Leonardo Boff afirma que os EUA ‘observam com maus olhos o avanço das relações da América Latina com a China, pois eles querem controlar o continente.’
Martin Granovsky – Página 12
Sacerdote franciscano até 1992, Boff concedeu uma entrevista com o jornal argentino Página/12, onde narrou sua própria experiência diante da Inquisição e questionou o rumo do Brasil e da Argentina, num momento em que ambos regressam à subordinação aos capitais transnacionais.
Este sujeito alto e bonachão de 77 anos, que fala sobre sua preocupação pelo Brasil e pela Argentina, é o mesmo que decidiu deixar o hábito em 1992, quando era sacerdote franciscano e o Vaticano ameaçava condená-lo outra vez, como já havia feito em 1985: com o silêncio. E o silêncio não era a especialidade de um dos fundadores da Teologia da Libertação.
Ficar calado continua sendo algo que não lhe agrada. Boff recebe a equipe de reportagem num hotel simples do bairro de Palermo, em Buenos Aires. Ao meio-dia, esteve conversando com Hebe de Bonafini no programa radial de Eduardo Valdés, ex-embaixador no Vaticano e seu amigo. Às cinco da tarde de um domingo raivoso e olímpico, Boff deve ser o único ser humano na capital argentina que não assiste a final do tênis masculino pela televisão. Chega a fotógrafa do diário. Enquanto posa para as fotos, ele conta que, há muitos anos explicou o que era a mística a um fotógrafo do jornal O Globo. Então, cruzou os braços, e fez uma banana.

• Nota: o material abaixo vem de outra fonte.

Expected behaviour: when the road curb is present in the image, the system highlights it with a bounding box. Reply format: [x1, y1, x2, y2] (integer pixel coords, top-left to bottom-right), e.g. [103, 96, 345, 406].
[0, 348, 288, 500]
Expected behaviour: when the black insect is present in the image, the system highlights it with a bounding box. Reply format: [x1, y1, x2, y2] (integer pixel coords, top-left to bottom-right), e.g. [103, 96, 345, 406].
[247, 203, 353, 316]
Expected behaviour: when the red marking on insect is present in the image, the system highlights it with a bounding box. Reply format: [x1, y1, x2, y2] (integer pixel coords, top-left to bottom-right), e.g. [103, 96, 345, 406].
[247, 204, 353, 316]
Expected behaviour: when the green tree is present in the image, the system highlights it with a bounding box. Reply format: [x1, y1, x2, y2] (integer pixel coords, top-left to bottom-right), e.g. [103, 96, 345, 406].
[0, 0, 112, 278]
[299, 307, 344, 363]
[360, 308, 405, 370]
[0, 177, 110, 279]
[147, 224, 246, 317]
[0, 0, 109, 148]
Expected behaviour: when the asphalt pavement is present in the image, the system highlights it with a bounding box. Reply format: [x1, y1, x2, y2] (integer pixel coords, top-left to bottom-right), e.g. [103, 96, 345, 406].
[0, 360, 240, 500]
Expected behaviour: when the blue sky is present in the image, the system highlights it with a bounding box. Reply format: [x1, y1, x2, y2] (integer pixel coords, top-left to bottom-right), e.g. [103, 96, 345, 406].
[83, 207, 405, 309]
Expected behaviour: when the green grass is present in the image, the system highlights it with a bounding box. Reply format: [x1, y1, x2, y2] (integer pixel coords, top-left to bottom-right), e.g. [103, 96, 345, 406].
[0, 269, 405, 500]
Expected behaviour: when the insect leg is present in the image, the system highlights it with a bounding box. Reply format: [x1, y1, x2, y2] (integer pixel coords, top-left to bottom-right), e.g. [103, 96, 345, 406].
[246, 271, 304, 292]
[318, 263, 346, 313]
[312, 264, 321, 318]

– Escreveram que eu havia dado uma banana ao Papa – narra Boff, com cara divertida – aqui também se diz assim?
– Não, mas tampouco usamos muito o gesto.
– Claro que publicaram a foto.
– E é verdade que você deu uma banana ao papa?
– (risos) Não. Gostaria de tê-lo feito, mas não podia. Naquele momento, João Paulo II já me havia imposto o silêncio.
O Vaticano não o silenciou de um modo qualquer. Em 1985, quando Boff foi condenado ao silêncio, ele ainda era sacerdote. Antes, foi julgado pelo chefe da Congregação para a Doutrina da Fé, nome atual da velha Inquisição. Esse chefe era ninguém menos que Joseph Ratzinger, quem assumiria como papa, vinte anos depois, com o nome de Bento XVI.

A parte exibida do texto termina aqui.